Workers across the world are facing growing pressure to acquire new skills as artificial intelligence and digital technologies rapidly reshape labour markets, the International Monetary Fund (IMF) has warned.
IMF Managing Director Kristalina Georgieva raised the concern in a blog post citing new IMF analysis of millions of online job vacancies across advanced and emerging economies.
According to the Fund, one in 10 job postings in advanced economies and one in 20 in emerging market economies now require at least one new skill, highlighting how employability is increasingly tied to continuous learning and reskilling.

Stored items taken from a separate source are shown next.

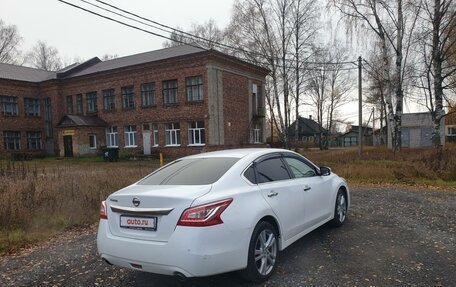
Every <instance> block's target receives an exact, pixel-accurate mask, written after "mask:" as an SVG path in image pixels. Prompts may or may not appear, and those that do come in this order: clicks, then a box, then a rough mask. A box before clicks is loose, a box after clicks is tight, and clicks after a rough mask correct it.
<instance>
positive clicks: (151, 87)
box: [141, 83, 155, 107]
mask: <svg viewBox="0 0 456 287" xmlns="http://www.w3.org/2000/svg"><path fill="white" fill-rule="evenodd" d="M141 103H142V106H143V107H150V106H155V84H154V83H149V84H142V85H141Z"/></svg>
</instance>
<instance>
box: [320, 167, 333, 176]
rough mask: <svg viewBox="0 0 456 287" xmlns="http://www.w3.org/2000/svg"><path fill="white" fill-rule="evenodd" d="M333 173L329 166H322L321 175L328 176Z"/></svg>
mask: <svg viewBox="0 0 456 287" xmlns="http://www.w3.org/2000/svg"><path fill="white" fill-rule="evenodd" d="M330 174H331V169H330V168H329V167H326V166H321V167H320V175H321V176H327V175H330Z"/></svg>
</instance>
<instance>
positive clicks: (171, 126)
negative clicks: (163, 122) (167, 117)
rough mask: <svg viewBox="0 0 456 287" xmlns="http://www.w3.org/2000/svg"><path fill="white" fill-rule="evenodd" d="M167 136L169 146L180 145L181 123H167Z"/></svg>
mask: <svg viewBox="0 0 456 287" xmlns="http://www.w3.org/2000/svg"><path fill="white" fill-rule="evenodd" d="M165 137H166V145H167V146H179V145H180V128H179V123H169V124H166V125H165Z"/></svg>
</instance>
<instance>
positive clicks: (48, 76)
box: [0, 63, 56, 83]
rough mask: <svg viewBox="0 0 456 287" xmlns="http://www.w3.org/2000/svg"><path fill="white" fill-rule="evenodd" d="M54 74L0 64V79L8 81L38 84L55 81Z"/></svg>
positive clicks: (28, 68) (55, 72)
mask: <svg viewBox="0 0 456 287" xmlns="http://www.w3.org/2000/svg"><path fill="white" fill-rule="evenodd" d="M55 77H56V72H49V71H45V70H40V69H35V68H30V67H24V66H16V65H11V64H4V63H0V78H1V79H8V80H17V81H25V82H32V83H39V82H43V81H46V80H50V79H55Z"/></svg>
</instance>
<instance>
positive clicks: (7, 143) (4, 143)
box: [3, 131, 21, 150]
mask: <svg viewBox="0 0 456 287" xmlns="http://www.w3.org/2000/svg"><path fill="white" fill-rule="evenodd" d="M3 145H4V148H5V150H20V149H21V133H20V132H19V131H4V132H3Z"/></svg>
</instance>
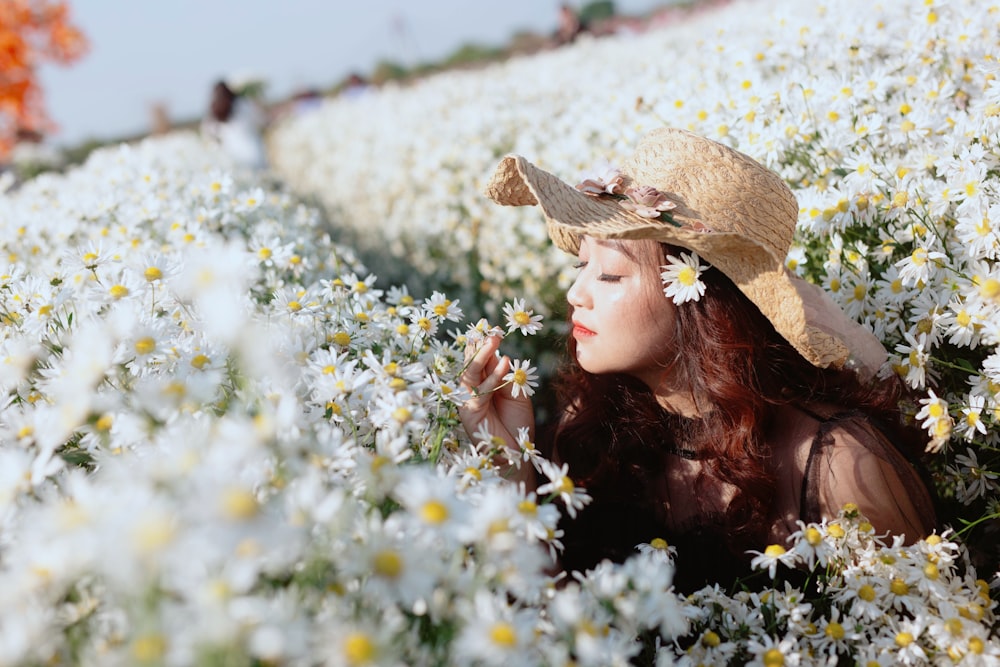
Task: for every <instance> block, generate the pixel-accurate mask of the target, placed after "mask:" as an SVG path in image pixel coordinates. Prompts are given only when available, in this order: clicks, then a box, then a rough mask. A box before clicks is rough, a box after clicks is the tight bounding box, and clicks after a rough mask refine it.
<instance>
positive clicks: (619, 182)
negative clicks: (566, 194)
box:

The analysis shows that technological change is no longer limited to factory floors or back-office functions, with professional, technical and managerial roles accounting for the bulk of demand for new skills. The information technology sector alone represents more than half of this requirement.
“For workers, finding or keeping a job will increasingly depend on the ability to update skills or learn new ones,” Georgieva said.
Sector-specific skills are also on the rise, with healthcare roles increasingly demanding telecare and digital health capabilities, while marketing jobs now require social media expertise.
The IMF found that employers are willing to pay more for workers with emerging skills. In the United Kingdom and the United States, job postings requiring at least one new skill offer wages around 3% higher, while roles demanding four or more new skills can pay up to 15% more in the UK and 8.5% more in the US.
However, the employment impact is uneven. While high- and low-skilled workers benefit, middle-skill roles such as routine office jobs are under increasing pressure. Regions with high demand for AI skills recorded 3.6% lower employment in AI-vulnerable occupations after five years.
The IMF warned that without proactive policies, AI could widen inequality, noting that nearly 40% of global jobs are exposed to AI-driven change.